Pakistan agrees to discuss regional Covid-19 strategy after Modi calls for cooperation, ending 4-year hiatus with South Asian bloc

Pakistan agrees to discuss regional Covid-19 strategy after Modi calls for cooperation, ending 4-year hiatus with South Asian bloc

Islamabad has signaled willingness to partake in a joint response to the coronavirus with a bloc of South Asian nations, after Indian PM Narendra Modi broke years of stalemate with the regional body and called for coordination.

Pakistani Foreign Ministry spokesperson Aisha Farooqui said on Friday that the country’s Special Assistant to the Prime Minister (SAPM) on Health Zafar Mirza would participate in a joint teleconference with leaders from the South Asian Association for Regional Cooperation (SAARC) to formulate a combined action plan to contain the outbreak.

“The threat of #COVID-19 requires coordinated efforts at global and regional level,” Farooqui said in a tweet. “We have communicated that SAPM on Health will be available to participate in the video conference of #SAARC member countries on the issue.”
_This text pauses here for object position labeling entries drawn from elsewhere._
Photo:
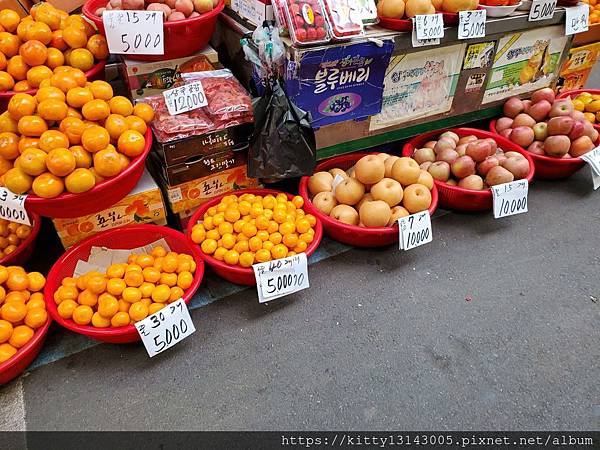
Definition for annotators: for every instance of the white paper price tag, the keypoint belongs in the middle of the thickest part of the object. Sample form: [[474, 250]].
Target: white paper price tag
[[542, 10], [12, 207], [471, 24], [577, 18], [134, 32], [422, 43], [185, 98], [593, 159], [415, 230], [429, 26], [165, 328], [281, 277], [510, 198]]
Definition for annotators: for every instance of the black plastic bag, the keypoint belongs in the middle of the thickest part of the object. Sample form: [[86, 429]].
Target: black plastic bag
[[283, 144]]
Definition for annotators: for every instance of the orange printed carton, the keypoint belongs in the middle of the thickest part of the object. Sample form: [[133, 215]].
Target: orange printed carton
[[188, 196], [144, 204]]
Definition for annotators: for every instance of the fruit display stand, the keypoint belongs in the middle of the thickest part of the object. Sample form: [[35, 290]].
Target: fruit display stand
[[417, 86]]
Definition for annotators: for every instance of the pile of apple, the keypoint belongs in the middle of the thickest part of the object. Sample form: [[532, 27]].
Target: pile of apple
[[399, 9], [546, 126], [375, 192], [470, 162]]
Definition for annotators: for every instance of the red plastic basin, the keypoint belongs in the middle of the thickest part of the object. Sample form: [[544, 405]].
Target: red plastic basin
[[461, 199], [101, 196], [23, 252], [182, 38], [549, 168], [353, 234], [238, 274], [17, 364], [128, 237], [95, 73]]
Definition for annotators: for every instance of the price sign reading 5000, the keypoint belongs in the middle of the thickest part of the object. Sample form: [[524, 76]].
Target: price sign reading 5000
[[134, 32]]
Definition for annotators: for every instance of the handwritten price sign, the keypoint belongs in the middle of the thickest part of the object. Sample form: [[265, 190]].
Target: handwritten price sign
[[429, 26], [510, 198], [134, 32], [471, 24], [185, 98], [12, 207], [281, 277], [415, 230], [165, 328], [593, 159], [577, 18]]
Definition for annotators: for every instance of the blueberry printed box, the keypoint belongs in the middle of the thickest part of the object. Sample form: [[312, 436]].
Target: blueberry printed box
[[339, 83]]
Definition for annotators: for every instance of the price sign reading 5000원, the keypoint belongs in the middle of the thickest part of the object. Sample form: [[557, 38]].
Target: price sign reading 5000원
[[134, 32]]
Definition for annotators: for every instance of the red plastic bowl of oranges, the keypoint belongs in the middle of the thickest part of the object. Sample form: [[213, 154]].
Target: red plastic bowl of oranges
[[128, 237], [31, 48], [245, 239], [24, 322]]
The announcement comes hours after Modi suggested leaders of SAARC countries come together to sketch a general blueprint for tackling the illness and halting its spread in the region – a surprise change of position for New Delhi after distancing itself from the eight-nation bloc for the last four years over intense disagreements with Islamabad.

“I would like to propose that the leadership of SAARC nations chalk out a strong strategy to fight Coronavirus,” the PM said in a tweet. “We could discuss, via video conferencing, ways to keep our citizens healthy. Together, we can set an example to the world, and contribute to a healthier planet.”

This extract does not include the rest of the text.